Lake Dulverton.....Worth a Look

I stopped fairly briefly at Lake Dulverton, Oatlands, about 10 days ago, and took the accompanying images. For the past several years this lake has been effectively dry, save for a small section next to the high street, but thanks to good winter rain, it's looking more like its' old self. The view at right was taken from the "far side" looking towards the township. I always start from the highway side, looking first at the dammed area which during the last decade has held the only water of any moment for wildfowl. Here were several Black Swan, some with cygnets ranging from near flying to still covered in down. It also appeared probable that Eurasian Coot had bred here too, among the dense floating vegetation, as there were several juvenile coot, one pictured below. I'd heard reports of Hardheads at the lake, and this is where they often hangout, but the combination of looking towards the early morning sun and the thick vegetation made for difficult viewing conditions. To get a better view I walked along the top of the grassed dam, but apart from getting several shots of coot, swan and a couple of Purple Swamphens, I didn't have any better luck, although walking back I spotted a roost of several Little Pied Cormorants in the top of a waterside fir.
I drove round to the camper van parking area and noted as I approached, a few duck and coot on the foreshore and drove closer to investigate. A driveby found a few duck including 2 Australian Shelduck, a pair of Australasian Shoveler, several coot and a few Chestnut Teal. Realising that I had no hope of approaching them on foot without flushing them, I drove along the lake edge and 'shot' them out of the window (accompanying images). Feeling that I'd done my photography "thing", I set about getting an appreciation of the bird life. There were several hundred coot, numerous Black Duck, Chestnut Teal, several 'flotillas' of Hoary-headed Grebe, scores of Black Swan, a scattering of Australasian Shoveler and Wood Duck, but still no sign of Harhead or Great Crested Grebe. Lake Dulverton was once the home of Great Cresteds in Tasmania, and the only site that they regularly bred at. When the main lake dried they bred in the small dammed area that I have previously mentioned, but although I know they nested and laid eggs, I don't believe they ever successfully raised any young. It was here that on one memorable morning I saw 6 Australsian Bitterns on the shoreline, most probably refugees from other drying and dried out lakes. A species that is now rarely seen in this state.
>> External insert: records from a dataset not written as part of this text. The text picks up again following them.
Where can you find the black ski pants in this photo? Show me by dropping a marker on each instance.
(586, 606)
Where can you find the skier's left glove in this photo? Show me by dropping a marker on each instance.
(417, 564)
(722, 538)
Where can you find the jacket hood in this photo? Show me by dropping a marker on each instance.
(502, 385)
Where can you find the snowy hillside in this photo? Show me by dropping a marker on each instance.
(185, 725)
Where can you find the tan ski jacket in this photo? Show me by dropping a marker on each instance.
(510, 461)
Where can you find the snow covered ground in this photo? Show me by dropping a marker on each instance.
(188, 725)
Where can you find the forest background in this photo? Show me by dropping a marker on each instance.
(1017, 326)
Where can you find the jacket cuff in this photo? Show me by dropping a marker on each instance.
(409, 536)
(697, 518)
I drove on round the lake to the headland opposite the island. This spot gives a good view of the eastern end of the lake, and has been the best site to see the great cresteds from and appears the preferred area for Blue-billed Ducks too.Here were many more duck, swans and coot, as well as several White-faced Herons chasing grasshoppers along the top of the second dam.
I walked out along this fairly recently built dam, more in hope than expectation, and after much searching drew a blank on the grebes. As I reached the far side a stiffening breeze got up and I decided to call it quits. It also seemed to have some effect on the ducks too, as a procession of duck, mainly pairs of Blacks, flew over towards the eastern section. A small flock of duck showing white in the wings, and obviously not Blacks, flew rapidly towards me and I took a few shots as they passed--"my' Hardheads! About a dozen off them, alighting about 200 metres away, they were quickly 'swallowed up' in the floating vegetation. I drove off feeling somewhat satisfied.
If you're in this neck of the woods, it's also worth having a look at the Mud Walls dam. It's situated on the Mud Walls road about 3 kilometres from the junction of the Midland Highway and the "Richmond road", B31. It's easy viewing from the roadside and if you don't wish to panic the waterfowl, you'd be advised to stay in your vehicle. There were several hundred duck on the water and in the surrounding paddocks as I returned from Oatlands. They included 300 plus Australian Shelduck, numerous Black Duck and Chestnut Teal, 40 odd Australasian Shoveler, around 60 Wood Duck and 2 Grey Teal. This is one of the few sites that I have regularly seen Grey Teal. Both sites are worth a look.